Bersamaan dengan itu, para pakar
bahasa membagi bahasa Melayu ke dalam tujuh zaman. Dimulai dari bahasa tertua,
dikenal (1) bahasa Austronesia Purba, (2) bahasa Melayu Purba, (3) bahasa
Melayu Kuno, abad ke-7 sampai ke-14, (4) bahasa Melayu Klasik atau Tengahan,
abad ke-14 sampai ke-18, (5) bahasa Melayu Peralihan, abad ke-19, (6) bahasa
Melayu Baru, abad ke-20, dan (7) bahasa Melayu Modern meliputi bahasa
Indonesia, bahasa Malaysia, serta bahasa Melayu Brunei dan Singapura. Sekedar sebagai
gambaran, kita coba melihat contoh dari bahasa Melayu berbagai zaman itu.
Contoh bahasa Melayu tertua yang
dapat disajikan di sini adalah bahasa Melayu Kuno dari zaman Sriwijaya.
Poerbatjaraka, di dalam bukunya Riwayat
Indonesia, mengungkapkan transliterasi aksara Latin dari prasasti pada zaman
itu.

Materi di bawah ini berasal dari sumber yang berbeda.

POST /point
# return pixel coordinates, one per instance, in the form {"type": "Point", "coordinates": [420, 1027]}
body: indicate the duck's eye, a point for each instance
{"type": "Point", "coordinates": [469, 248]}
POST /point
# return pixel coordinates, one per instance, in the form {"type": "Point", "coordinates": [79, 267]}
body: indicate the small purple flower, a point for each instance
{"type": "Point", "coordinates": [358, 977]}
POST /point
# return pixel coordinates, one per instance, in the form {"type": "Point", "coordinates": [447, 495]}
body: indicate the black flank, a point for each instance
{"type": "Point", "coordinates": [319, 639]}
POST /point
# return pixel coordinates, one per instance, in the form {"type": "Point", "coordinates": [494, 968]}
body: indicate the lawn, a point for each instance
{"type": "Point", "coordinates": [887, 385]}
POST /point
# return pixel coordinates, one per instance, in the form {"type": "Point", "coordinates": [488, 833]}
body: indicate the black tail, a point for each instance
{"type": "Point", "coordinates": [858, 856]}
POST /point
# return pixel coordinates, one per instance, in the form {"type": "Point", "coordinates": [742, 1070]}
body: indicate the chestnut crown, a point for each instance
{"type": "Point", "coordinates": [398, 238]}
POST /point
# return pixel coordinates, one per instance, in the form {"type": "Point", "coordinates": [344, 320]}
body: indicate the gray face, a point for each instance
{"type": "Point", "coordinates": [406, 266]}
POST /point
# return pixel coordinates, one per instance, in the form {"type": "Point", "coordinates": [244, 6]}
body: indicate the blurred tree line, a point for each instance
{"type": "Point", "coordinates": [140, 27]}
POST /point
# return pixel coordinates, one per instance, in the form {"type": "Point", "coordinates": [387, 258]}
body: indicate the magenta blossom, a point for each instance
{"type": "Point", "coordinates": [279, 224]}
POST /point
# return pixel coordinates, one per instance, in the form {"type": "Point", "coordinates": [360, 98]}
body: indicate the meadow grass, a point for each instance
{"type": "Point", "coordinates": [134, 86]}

Dari prasasti Talang Tuwo yang bertahun 684 Masehi yang terdiri atas 14
baris, kita kutip baris ke-6 yang berbunyi “ah ya mamhidupi pasuprakara,
marhulun tuwi wreddhi muah ya jangan ya niknai sawanyaknya yang upasargga,
pidanna, swapnawighna, waram wua-“
Secara sayup-sayup, kita mengenali
beberapa kata seperti mamhidupi, jangan, sawanyaknya. Terjemahan baris ke-6 itu
adalah “pula menghidupi segala jenis khewan, terutama supaya menjadi banyak.
Lagi janganlah mereka dikenai segala rintangan, aniaya, dan gangguan tidur.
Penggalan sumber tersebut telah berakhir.